La dernière fois J’ai vu que mon ami James était au bar de la ville près de notre ancien lycée. Il travaillait dans le domaine de la toiture depuis quelques années, ce n’était plus un adolescent mince avec des cheveux hippies dégingandés. Je venais de rentrer d’un passage avec les Peace Corps au Turkménistan. Nous nous sommes souvenus de l’été qui a suivi notre première année, lorsque nous étions inséparables : s’aventurer dans le ruisseau qui traversait les bois, débattre des mérites de Batman contre le Corbeau, regarder tous les films de la collection VHS piratée de mon père. Je n’avais aucune idée de ce que je voulais faire ensuite. Son avenir, en revanche, était décidé : il avait récemment rejoint la Marine et commençait le camp d’entraînement la semaine suivante. Il voulait servir en Afghanistan.

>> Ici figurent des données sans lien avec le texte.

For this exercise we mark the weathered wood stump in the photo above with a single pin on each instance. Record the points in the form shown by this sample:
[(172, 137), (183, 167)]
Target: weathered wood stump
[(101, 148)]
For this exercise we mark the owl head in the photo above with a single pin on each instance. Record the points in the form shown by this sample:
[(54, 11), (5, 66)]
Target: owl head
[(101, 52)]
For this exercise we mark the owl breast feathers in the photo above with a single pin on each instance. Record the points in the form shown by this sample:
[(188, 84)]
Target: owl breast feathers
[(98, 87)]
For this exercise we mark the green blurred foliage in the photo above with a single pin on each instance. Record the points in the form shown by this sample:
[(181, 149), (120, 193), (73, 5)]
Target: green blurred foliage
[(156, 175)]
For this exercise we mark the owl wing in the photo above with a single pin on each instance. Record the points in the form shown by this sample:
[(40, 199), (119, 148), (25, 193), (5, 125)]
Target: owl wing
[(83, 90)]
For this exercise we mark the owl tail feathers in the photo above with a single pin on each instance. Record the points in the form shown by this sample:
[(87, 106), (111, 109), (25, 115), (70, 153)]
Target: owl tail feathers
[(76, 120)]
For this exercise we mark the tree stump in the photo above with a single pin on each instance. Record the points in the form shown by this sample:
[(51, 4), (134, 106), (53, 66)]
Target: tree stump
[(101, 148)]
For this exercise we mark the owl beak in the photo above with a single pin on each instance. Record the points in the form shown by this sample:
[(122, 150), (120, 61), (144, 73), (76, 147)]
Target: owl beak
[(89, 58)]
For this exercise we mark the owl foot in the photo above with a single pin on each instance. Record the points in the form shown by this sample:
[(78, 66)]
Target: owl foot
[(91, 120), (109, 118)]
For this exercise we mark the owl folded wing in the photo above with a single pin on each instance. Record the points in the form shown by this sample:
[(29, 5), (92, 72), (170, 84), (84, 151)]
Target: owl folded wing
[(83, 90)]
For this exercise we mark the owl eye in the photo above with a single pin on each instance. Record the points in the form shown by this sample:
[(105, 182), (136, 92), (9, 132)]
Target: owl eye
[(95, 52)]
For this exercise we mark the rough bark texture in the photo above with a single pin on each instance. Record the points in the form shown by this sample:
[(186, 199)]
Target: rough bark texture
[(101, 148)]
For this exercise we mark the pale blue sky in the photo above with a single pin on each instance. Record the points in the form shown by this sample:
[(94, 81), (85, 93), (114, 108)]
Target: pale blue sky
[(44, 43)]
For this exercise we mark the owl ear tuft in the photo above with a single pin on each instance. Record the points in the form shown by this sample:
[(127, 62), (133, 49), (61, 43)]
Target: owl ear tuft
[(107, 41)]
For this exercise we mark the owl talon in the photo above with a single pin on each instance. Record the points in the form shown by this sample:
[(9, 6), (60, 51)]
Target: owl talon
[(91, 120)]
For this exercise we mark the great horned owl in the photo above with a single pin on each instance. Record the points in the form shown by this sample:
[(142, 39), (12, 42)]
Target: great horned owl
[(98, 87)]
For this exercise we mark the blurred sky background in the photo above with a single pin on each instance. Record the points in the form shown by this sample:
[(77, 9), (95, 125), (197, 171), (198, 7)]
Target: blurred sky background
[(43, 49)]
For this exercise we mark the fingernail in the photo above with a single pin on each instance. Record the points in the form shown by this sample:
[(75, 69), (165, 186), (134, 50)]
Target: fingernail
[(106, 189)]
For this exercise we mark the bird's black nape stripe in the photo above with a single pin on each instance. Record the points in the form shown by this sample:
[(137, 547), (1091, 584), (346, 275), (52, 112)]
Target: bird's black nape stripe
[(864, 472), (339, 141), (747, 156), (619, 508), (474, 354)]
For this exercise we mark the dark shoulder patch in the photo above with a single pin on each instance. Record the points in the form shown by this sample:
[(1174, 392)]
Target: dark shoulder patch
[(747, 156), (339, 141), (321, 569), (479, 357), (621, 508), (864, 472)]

James Raffetto a suivi une formation de médecin des opérations spéciales pendant les trois années suivantes. Il s’est marié et, peu de temps après, a été déployé dans le sud de l’Afghanistan. Environ quatre mois après le début de sa première tournée, juste après avoir soigné la fille malade d’une femme locale, il a marché sur un engin explosif improvisé – un engin ingénieux déclenché par une plaque de pression en bois de balsa, invisible pour les détecteurs de bombes. Il se souvient s’être retrouvé face contre terre, incapable de se redresser, criant « Non ! »
Ses camarades de peloton lui ont demandé quoi faire. James leur a demandé de lui faire un garrot, de lui injecter de la morphine et de dire à sa femme, Emily, à quel point il l’aimait. Il s’est réveillé une semaine plus tard dans un hôpital du Maryland, manquant de ses deux jambes, de son bras gauche et de trois doigts de sa main droite.
J’étais de l’autre côté du pays à ce moment-là, en train de préparer un doctorat en neurosciences. Nous avons envoyé un message à quelques reprises. Il a expliqué à quel point il était difficile pour lui d’accepter de l’aide après des années de compétence féroce.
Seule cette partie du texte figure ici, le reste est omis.